Niedziela, 16 lutego 2014 · Komentarze(1)
Kategoria > 50
Uczestnicy

Poranny telefon od Uziela podstawil mnie na nogi i w sumie po krótkiej weryfikacji pogody, ustalilismy spotkanie na szosie miloslawskiej. Po śniadaniu poszedlem zajrzec do roweru i ... musialem troszke czasu poswiecic na przygotowanie go na dzisiejszy interwalowy trening. Wkrótce przekonalem sie, z jakim wmordewindem bedziemy mieli do czynienia.
Przy stawkuUziel na swoim rumaku
Po spotkaniu na szosie ruszyliśmy na Miloslaw. Droga częsciowo pusta ale niestety nie brakowalo wariatów za kierownica, wyprzedzajacych na odleglosc 30cm. Tak blisko, ze czulismy wiatr na nogawkach ale na szczęscie nic a nic sie zlego nie stalo. W Miloslawiu zrobilismy tradycyjny postój przy Dino na zakup bananow i energetyka, po czym z ruszylismy w stronę Środy Wlkp.
W drodze do Winnej GóryLeć jak Kamil Stoch!

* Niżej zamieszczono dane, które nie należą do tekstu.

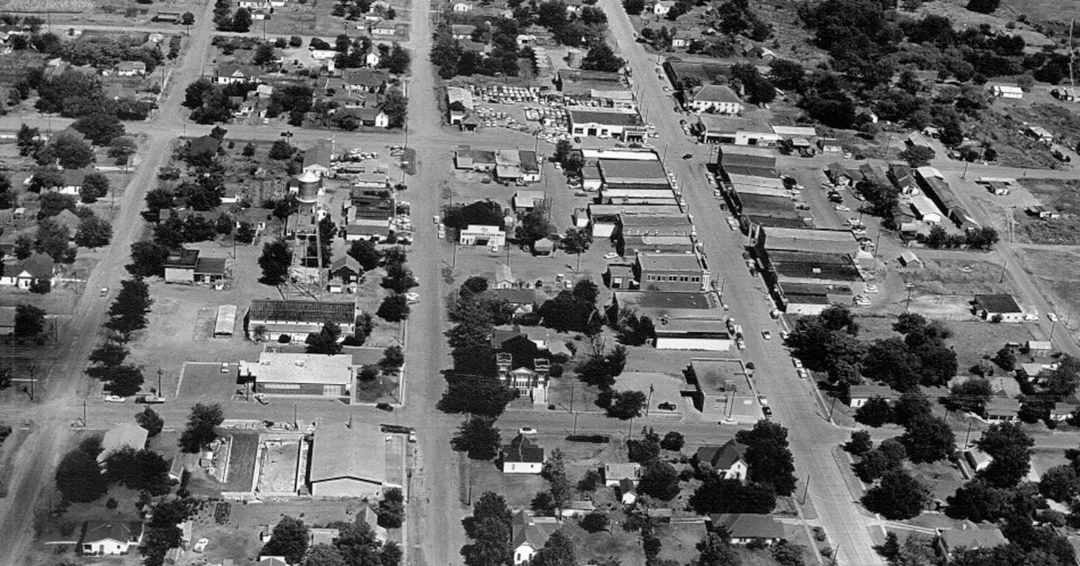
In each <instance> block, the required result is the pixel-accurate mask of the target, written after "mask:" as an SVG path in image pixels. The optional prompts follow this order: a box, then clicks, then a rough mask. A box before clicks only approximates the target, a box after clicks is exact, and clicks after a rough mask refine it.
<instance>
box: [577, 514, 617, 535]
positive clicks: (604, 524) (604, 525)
mask: <svg viewBox="0 0 1080 566" xmlns="http://www.w3.org/2000/svg"><path fill="white" fill-rule="evenodd" d="M609 524H610V521H608V516H607V513H602V512H599V511H593V512H592V513H589V514H588V515H585V516H583V517H581V521H579V522H578V525H579V526H580V527H581V528H582V529H583V530H584V531H585V533H599V531H602V530H607V529H608V525H609Z"/></svg>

Leć!
Walka z wiatrem byla nierowna, wrecz jednostronna ale na szczescie byly ciche odcinki, które wykorzystalismy na odpoczynek. Przed Środa Wlkp zapopronowalem skoczyc nad jeziorko mejskie ale chmury straszznie sie klebily i powtarzaly tylko jedno zdanie: DESZCZ ... Tuż za Środa WLkp zrobilismy ostatni postoj przed poscigiem (jazda w strone Wrześni). A potem to tylko poezja - szum moich opon ! No i ucieczki przed Uzielem.
OsheeChmury straszyly

Komentarze (1)

Z Micorem byliśmy też kilka dni temu w Środzie. Ale trasa jest mega nużąca, wciąż tylko niekończące się proste odcinki w polu i dziadowski asfalt od Giecza. Ale sama Środa Wielkopolska całkiem ładna :-) 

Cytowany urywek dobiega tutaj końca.